So ist das neue Album von AC/DC - die AZ-Kritik

Die Zeitgeistlosen: Nach sechs Jahren melden sich AC/DC mit einem neuen Album zurück und wie!
von  Matthias Kerber

Die Hohepriester der fortgeschrittenen Riffologie, die manischen Musik-Monolithen haben nach sechs Jahren wieder das heilige Buch der AC/DC-Lehre geöffnet und predigen voller Drei-Akkord-Inbrunst ihr Credo des Simplicissimus maximus. Wer bei dem Eröffnungsriff des Titelsongs „Rock Or Bust“ nicht nach fünf Sekunden weiß, dass hier Angus Young, der Zappelphilipp-Gitarrist in Schuluniform, seine Finger an der Klampfe hat, der muss in den letzten 40 Jahre die Rock-Musik als verwerfliches Teufelswerk abgetan haben.

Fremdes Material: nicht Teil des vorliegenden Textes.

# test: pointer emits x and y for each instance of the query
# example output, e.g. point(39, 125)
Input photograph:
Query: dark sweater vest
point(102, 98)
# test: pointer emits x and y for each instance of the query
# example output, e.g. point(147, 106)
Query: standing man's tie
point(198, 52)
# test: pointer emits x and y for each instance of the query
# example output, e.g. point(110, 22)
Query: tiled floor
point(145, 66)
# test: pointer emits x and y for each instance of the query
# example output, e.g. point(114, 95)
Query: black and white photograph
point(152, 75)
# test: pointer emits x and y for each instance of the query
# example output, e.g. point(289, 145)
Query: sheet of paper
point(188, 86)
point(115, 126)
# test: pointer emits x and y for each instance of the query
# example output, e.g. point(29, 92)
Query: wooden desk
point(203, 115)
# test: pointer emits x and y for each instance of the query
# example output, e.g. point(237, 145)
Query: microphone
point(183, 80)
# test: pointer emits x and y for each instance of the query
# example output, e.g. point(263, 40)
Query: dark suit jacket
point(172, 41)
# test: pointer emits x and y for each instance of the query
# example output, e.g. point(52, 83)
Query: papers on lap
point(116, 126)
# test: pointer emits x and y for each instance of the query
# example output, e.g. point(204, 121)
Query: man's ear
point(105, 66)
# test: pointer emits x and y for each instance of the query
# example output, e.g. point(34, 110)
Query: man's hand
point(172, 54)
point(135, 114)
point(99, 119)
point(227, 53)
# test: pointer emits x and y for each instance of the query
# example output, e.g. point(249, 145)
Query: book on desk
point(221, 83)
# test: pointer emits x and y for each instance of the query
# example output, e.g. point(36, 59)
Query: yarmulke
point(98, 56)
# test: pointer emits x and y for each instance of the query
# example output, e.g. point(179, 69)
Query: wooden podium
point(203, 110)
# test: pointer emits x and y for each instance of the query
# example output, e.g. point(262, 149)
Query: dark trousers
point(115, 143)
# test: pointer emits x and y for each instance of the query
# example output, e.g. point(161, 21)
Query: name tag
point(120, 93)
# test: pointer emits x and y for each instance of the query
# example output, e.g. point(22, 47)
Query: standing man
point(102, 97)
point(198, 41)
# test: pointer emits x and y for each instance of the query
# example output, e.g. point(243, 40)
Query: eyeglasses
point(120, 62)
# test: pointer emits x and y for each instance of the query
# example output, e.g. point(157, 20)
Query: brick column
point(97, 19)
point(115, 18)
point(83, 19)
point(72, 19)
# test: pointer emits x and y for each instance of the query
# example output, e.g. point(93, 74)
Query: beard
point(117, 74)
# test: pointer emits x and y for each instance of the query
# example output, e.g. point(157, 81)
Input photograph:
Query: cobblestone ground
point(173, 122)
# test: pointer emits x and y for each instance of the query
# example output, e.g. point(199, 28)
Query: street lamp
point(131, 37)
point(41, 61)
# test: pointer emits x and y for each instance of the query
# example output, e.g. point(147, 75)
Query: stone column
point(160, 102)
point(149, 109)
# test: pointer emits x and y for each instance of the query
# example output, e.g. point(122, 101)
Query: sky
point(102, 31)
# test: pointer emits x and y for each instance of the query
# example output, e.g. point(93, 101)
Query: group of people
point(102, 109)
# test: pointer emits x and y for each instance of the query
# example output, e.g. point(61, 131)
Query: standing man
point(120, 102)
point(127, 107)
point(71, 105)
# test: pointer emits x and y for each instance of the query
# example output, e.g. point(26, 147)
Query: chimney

Ein klassisches Riff, stampfender Groove, Gang-Chorus, dazu Brian Johnsons Verheißungsorgan. AC/DC, wie sie leiben und leben. Elf Songs, die vier Mal das Wort „Rock“ im Titel tragen, 35 Minuten Spielzeit, Texte, die sich in den Gürtellinien-Regionen bewegen und diese gerne mal genüsslich unterschreiten. Genau so kennt man AC/DC im Jahre 2014, so kannte man sie 2004, 1994 und schon 1984. Die Lehre von den vier Buchstaben und dem Blitz wird keinem Zeitgeist geopfert.

Die australischen Serientäter des dreckigen Blues-Rocks haben ihren Modus operandi nur einmal ändern müssen: 1980, als Kult-Sänger Bon Scott an seinem Erbrochenen erstickte und den „Highway To Hell“ betrat. Das Organ von Nachfolger Johnson klingt oft, als würde er an Dauer-Obstipation leiden. Doch so variantenreich wie jetzt hat man den 67-Jährigen seit „Back In Black“ (1980!) noch nie gehört. Die Strukturen sind simpel, aber nie primitiv. Die Meister sind nicht alt, sondern altehrwürdig. Dabei war nicht klar, ob AC/DC überhaupt noch einmal die Schrammel-Schatztruhe öffnen würden. Malcolm Young, der Kopf der Band, wird die Sechssaitige nie wieder für sich sprechen lassen. Er ist an fortgeschrittener Demenz erkrankt, seinen Part übernimmt Neffe Stevie Young. Zudem lauscht Drummer Rhil Rudd bei der Dreifaltigkeit des „Sex ‘n’ Drugs and Rock ‘n’ Roll“ seit einiger Zeit vor allem dem Mittelteil. Ihm droht in Neuseeland ein Prozess wegen Drogenbesitzes und ausgestoßener Morddrohungen.

Doch AC/DC rocken alle Sorgen weg. Auf „Rock The Blues Away“ erklingen fast poppige „The Who“-Zitate. „Miss Adventure“ erinnert sich an das Erfolgsrezept der „Thunderstruck“-Chöre, versprüht lasziven Horizontal-Charme. „Dogs Of War“ kommt bedrohlich düster daher. „Rock ‘n’ Roll Thunder“ offenbart einen Klatsch-Stampf-Rhythmus mit Mitgröhl-Charakter, der jeden Drei-Promille-Test locker besteht. „Hard Times“ und „Sweet Candy“ huldigen dem Sex und Rock aus der Dreifaltigkeit. „Rock the House“ übt sich in Led-Zeppelin-Gefilden. Auch wenn kein neues „T.N.T“ oder „Hells Bells“ geboren wurde, die Rock-Ikonen haben den Thron wieder bestiegen. In ihrer 35-Minuten-Predigt haben die Riff-Hohepriester alles gesagt, was sie zu sagen haben. Nicht mehr, nicht weniger. Hallelulja und Amen!